Chegar aos 100 anos não depende apenas de genética. Em saúde pública, a pergunta prática é: quais hábitos modificáveis se associam a uma chance maior de alcançar uma longevidade excepcional. Dentro desse cenário, os autores investigaram se seguir uma dieta vegetariana estaria associada (para mais ou para menos) à probabilidade de uma pessoa com 80 anos ou mais se tornar centenária.
Como o estudo foi feito
Os dados vieram do Chinese Longitudinal Healthy Longevity Survey (CLHLS), uma coorte nacional chinesa acompanhada ao longo de várias rodadas (1998 a 2018).
O desenho foi caso-controle aninhado e prospectivo:
- Casos: pessoas que chegaram aos 100 anos até o fim do seguimento (2018).
- Controles: pessoas do mesmo conjunto, pareadas por sexo, ano de entrada e idade (±1), que faleceram antes dos 100 anos.
- Amostra final: 5.203 participantes (1.459 centenários e 3.744 não centenários).
Como “dieta vegetariana” foi definida
O padrão alimentar foi obtido por questionário de frequência alimentar. Pessoas que raramente ou nunca consumiam carne foram classificadas como vegetarianas; as demais, como onívoras. Entre vegetarianos, houve subgrupos: pescovegetarianos, ovolactovegetarianos e veganos, conforme consumo de peixe, ovos e leite.
O que foi encontrado
Associação principal (onívoro vs vegetariano)
Após ajustes estatísticos para múltiplos fatores (incluindo características sociodemográficas, estilo de vida, IMC e condições crônicas), vegetarianos tiveram menor probabilidade de se tornar centenários quando comparados a onívoros: razão de chances (RC) 0,81 (IC 95% 0,69–0,96).
No subgrupo vegano, o padrão foi semelhante: RC 0,71 (IC 95% 0,52–0,97).

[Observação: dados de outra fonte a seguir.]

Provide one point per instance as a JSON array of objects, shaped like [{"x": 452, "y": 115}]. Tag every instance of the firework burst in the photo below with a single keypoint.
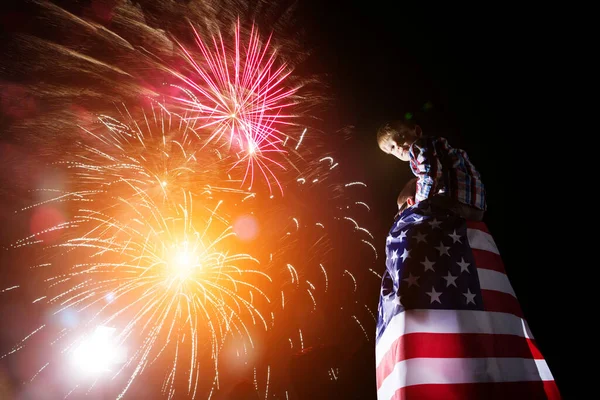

O papel do peso corporal (IMC)
O resultado ganhou um detalhe importante: a associação apareceu com mais clareza em pessoas abaixo do peso (IMC < 18,5 kg/m²). Nesse grupo, a dieta vegetariana se associou a menor probabilidade de se tornar centenário: RC 0,72 (IC 95% 0,57–0,91). Já em pessoas com IMC ≥ 18,5 kg/m², não houve associação estatisticamente significativa: RC 0,92 (IC 95% 0,73–1,17).
Quando o estudo olhou alimentos específicos (e não apenas “ser vegetariano”)
Ao analisar grupos alimentares isolados, dois achados chamaram atenção:
- Consumo diário de vegetais se associou a maior probabilidade de se tornar centenário (RC 1,84, IC 95% 1,31–2,58).
- Consumo diário de carne também se associou a maior probabilidade (RC 1,30, IC 95% 1,08–1,57).
E, novamente, o recorte por IMC foi relevante: no grupo abaixo do peso, consumo diário de carne se associou a probabilidade ainda maior de alcançar 100 anos (RC 1,44, IC 95% 1,08–1,92), enquanto no grupo com IMC ≥ 18,5 kg/m² isso não apareceu.
Conclusões
O estudo descreve associações, não prova causa e efeito. Os próprios autores destacam limitações típicas desse tipo de pesquisa: uso de dieta autorrelatada, risco de classificação incorreta (por exemplo, pessoas com consumo muito baixo de carne podendo ser agrupadas como vegetarianas) e ausência de medida direta de ingestão energética total (o estudo usou um estimador como substituto).
Ainda assim, várias análises de sensibilidade sustentaram a direção do achado principal, embora alguns recortes tenham perdido significância (por exemplo, ao focar apenas em “centenários relativamente saudáveis” ou ao excluir certas ondas iniciais).
Dentro do universo estudado — adultos muito idosos na China, com alta frequência de baixo peso — os resultados apontam para uma ideia simples: longevidade excepcional parece se associar mais a um padrão alimentar equilibrado, com presença de alimentos de origem animal e vegetal, do que à exclusão completa de alimentos animais, especialmente entre os mais vulneráveis do ponto de vista nutricional.